# My back-bar



## MikeHag (Mar 13, 2011)

Just realised tonight how satisfying it is to have a designated zone in the kitchen - my wife hasn't yet noticed that it's gradually expanding!

http://www.hagbag.co.uk/kit1.jpg










*Bottom shelf*

Various sized jugs and thermometers - just got a 300ml one to help with latte art.

2 and 3 oz cups/glasses and a new 3oz shot pot for future experiments with fancy drinks and layering experiments.

Hario V60 and filter cones. Soon to get a lot of use as my coffee palate needs work.

Hasbean 6oz cups - the good

Lucaffe 7oz cups - the bad

Nasty choc sprinkler - the ugly

Portable scales from Hasbean

*Top shelf*

Hasbean Jailbreak beans

Bag of bits n bobs for maintenance

Starbucks beans for when next-door neighbour pops round

Tools and cleaning/descaling powders

http://www.hagbag.co.uk/kit2.jpg










Gaggia Classic with Rancilio Silvia steam wand (oops - just noticed drip tray missing







)

Gaggia MDF Grinder, made it stepless tonight and now need to dial it in to Jailbreak beans

Gaggia base unit to keep it all tidy

Happy Donkey tamper and tamping mat

Biggins the cat waiting for his perfectly textured Cravendale.


----------



## MonkeyHarris (Dec 3, 2010)

Nice setup Mike.

I do enjoy looking at other members pictures to get ideas of anything else I can spend my money on. For some reason I now feel compelled to by a persian moggy.


----------



## Glenn (Jun 14, 2008)

Cats love purr-fectly textured milk


----------



## MikeHag (Mar 13, 2011)

All the gear and no idea, that's me









It's all helping me go in the right direction, I think. This is my best artistic effort so far (done today)... getting a few ugly bubbles on top with the 300ml jug, which I don't seem able to spin away yet, but I'll learn.


----------



## garydyke1 (Mar 9, 2011)

Hey mike, nice set-up, nice cat.

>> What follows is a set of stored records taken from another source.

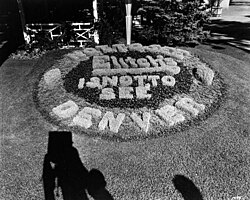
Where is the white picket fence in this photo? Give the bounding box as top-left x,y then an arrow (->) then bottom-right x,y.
26,22 -> 94,47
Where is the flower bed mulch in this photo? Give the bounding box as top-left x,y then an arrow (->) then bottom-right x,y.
34,46 -> 226,141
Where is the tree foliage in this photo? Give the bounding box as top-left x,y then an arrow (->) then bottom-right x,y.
94,0 -> 209,46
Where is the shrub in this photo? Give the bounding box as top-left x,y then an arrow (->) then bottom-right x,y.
96,0 -> 209,46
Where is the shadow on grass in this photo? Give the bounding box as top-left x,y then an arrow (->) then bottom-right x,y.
42,131 -> 113,200
172,175 -> 203,200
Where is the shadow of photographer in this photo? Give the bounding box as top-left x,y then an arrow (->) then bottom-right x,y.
42,131 -> 113,200
172,174 -> 203,200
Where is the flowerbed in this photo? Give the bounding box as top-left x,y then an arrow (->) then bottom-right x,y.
35,44 -> 225,140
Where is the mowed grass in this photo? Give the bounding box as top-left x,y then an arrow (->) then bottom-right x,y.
0,49 -> 250,200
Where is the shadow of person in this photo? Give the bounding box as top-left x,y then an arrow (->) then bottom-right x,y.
172,175 -> 203,200
42,131 -> 113,200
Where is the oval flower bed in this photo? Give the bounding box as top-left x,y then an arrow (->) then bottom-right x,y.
35,43 -> 225,140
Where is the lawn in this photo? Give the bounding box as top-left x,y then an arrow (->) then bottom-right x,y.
0,45 -> 250,200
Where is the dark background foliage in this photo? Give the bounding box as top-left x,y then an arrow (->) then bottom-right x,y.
96,0 -> 209,46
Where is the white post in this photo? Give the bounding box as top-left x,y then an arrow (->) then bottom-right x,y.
17,0 -> 30,44
93,0 -> 99,44
125,0 -> 132,45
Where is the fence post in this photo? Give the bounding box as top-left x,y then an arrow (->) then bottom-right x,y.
93,0 -> 99,44
17,0 -> 30,44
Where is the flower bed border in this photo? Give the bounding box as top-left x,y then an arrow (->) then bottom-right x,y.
33,46 -> 227,141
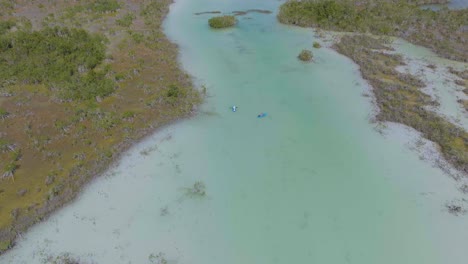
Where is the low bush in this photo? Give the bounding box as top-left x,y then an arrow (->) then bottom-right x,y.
297,50 -> 313,61
208,16 -> 237,28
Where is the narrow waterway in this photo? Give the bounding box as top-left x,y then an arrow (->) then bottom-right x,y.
0,0 -> 468,264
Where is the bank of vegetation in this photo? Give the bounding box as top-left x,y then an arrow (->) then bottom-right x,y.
0,0 -> 201,253
208,15 -> 237,29
334,35 -> 468,173
278,0 -> 468,62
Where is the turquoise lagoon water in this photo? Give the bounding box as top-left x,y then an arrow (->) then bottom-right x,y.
0,0 -> 468,264
423,0 -> 468,10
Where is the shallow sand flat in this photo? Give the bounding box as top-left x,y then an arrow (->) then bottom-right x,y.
0,0 -> 468,264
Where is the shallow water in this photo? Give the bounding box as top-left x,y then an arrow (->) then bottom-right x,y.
422,0 -> 468,10
0,0 -> 468,264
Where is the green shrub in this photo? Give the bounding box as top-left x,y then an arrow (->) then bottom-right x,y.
115,13 -> 135,27
208,16 -> 237,28
87,0 -> 120,13
0,20 -> 16,35
297,50 -> 313,61
0,27 -> 114,100
166,84 -> 180,98
278,0 -> 468,61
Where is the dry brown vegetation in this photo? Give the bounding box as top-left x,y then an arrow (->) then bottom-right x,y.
0,0 -> 200,253
334,35 -> 468,173
278,0 -> 468,62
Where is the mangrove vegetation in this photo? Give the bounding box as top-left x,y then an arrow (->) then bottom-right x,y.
278,0 -> 468,62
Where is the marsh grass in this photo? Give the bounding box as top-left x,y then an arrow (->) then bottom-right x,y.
208,15 -> 237,29
334,36 -> 468,173
278,0 -> 468,62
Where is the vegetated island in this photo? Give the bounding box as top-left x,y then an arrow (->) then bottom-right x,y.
278,0 -> 468,62
278,0 -> 468,174
232,9 -> 272,16
297,50 -> 314,62
0,0 -> 201,253
208,15 -> 237,29
194,11 -> 221,16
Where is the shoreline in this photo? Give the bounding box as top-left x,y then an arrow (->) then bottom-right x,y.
0,0 -> 203,255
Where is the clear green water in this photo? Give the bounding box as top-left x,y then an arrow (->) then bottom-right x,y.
0,0 -> 468,264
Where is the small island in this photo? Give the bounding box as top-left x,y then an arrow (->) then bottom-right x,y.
297,50 -> 314,61
208,16 -> 237,28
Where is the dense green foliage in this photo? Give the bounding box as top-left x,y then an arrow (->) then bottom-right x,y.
297,50 -> 313,61
335,36 -> 468,172
208,16 -> 237,28
0,27 -> 114,99
86,0 -> 120,13
0,20 -> 16,35
278,0 -> 468,61
115,13 -> 135,27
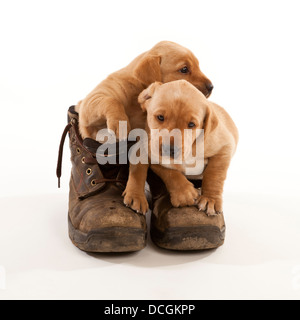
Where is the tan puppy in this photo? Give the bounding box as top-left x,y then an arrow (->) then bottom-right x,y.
76,41 -> 213,139
124,80 -> 238,215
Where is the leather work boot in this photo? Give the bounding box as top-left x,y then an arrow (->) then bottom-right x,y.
148,170 -> 226,251
57,107 -> 147,253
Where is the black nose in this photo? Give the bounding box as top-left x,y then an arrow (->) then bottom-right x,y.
206,83 -> 214,93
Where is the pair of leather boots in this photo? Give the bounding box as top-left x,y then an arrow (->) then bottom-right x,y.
57,107 -> 225,253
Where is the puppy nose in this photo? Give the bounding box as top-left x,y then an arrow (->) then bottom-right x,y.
162,145 -> 179,158
206,83 -> 214,93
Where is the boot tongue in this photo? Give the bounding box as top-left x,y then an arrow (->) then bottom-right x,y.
83,138 -> 129,181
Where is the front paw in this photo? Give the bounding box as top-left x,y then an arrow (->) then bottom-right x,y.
170,184 -> 199,208
107,115 -> 131,141
197,196 -> 223,216
123,189 -> 149,214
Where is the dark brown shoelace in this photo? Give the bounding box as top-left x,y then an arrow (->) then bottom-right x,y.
56,119 -> 132,188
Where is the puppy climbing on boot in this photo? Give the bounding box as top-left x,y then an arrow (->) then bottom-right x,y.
76,41 -> 213,140
125,80 -> 238,216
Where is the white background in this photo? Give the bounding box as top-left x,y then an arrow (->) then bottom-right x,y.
0,0 -> 300,299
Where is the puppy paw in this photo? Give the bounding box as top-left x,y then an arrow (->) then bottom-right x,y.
170,184 -> 199,208
107,115 -> 131,140
123,189 -> 149,214
197,196 -> 223,216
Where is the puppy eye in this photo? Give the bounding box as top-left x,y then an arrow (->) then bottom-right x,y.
179,67 -> 190,74
157,115 -> 165,122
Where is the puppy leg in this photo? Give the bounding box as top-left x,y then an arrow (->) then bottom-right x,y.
123,164 -> 149,214
198,154 -> 231,216
151,165 -> 199,208
79,95 -> 130,140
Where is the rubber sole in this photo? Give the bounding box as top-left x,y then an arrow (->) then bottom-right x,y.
68,218 -> 147,253
151,225 -> 226,251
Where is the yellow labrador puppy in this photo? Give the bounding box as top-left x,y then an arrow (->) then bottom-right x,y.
124,80 -> 238,215
76,41 -> 213,139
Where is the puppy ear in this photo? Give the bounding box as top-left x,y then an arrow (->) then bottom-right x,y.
138,82 -> 162,111
203,106 -> 219,139
133,54 -> 162,85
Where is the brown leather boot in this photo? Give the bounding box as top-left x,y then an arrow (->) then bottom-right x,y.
57,107 -> 147,252
148,170 -> 226,251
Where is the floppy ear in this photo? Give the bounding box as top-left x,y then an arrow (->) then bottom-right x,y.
138,82 -> 162,111
133,54 -> 161,85
203,106 -> 219,139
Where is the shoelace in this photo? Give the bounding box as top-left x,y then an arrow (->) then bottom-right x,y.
56,119 -> 127,188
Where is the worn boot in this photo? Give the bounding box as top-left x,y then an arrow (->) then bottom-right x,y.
148,170 -> 225,251
57,107 -> 147,252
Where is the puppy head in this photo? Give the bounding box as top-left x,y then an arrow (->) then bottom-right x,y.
135,41 -> 213,97
139,80 -> 216,168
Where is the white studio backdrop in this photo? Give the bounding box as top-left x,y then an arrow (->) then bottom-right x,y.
0,0 -> 300,195
0,0 -> 300,299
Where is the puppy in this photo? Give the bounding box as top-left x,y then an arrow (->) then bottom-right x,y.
76,41 -> 213,140
124,80 -> 238,215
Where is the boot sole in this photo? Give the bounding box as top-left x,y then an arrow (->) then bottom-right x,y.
151,226 -> 226,251
68,218 -> 147,253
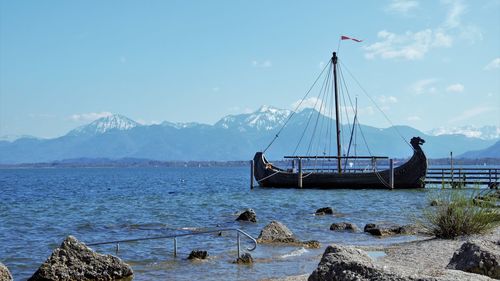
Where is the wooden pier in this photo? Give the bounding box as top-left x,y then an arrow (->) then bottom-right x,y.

Loving the pour there, very jealous!


----------



## PaulN (Mar 10, 2011)

s great, nearly went for the Gaggia grinder, then would have got the base too.... The grinder worried me a little with talk of the setting not fine enough. I know you can reset the steps to give a finer grind but its brand new!!! lol

Anyway it all looks great.

Cheers

PaulN


----------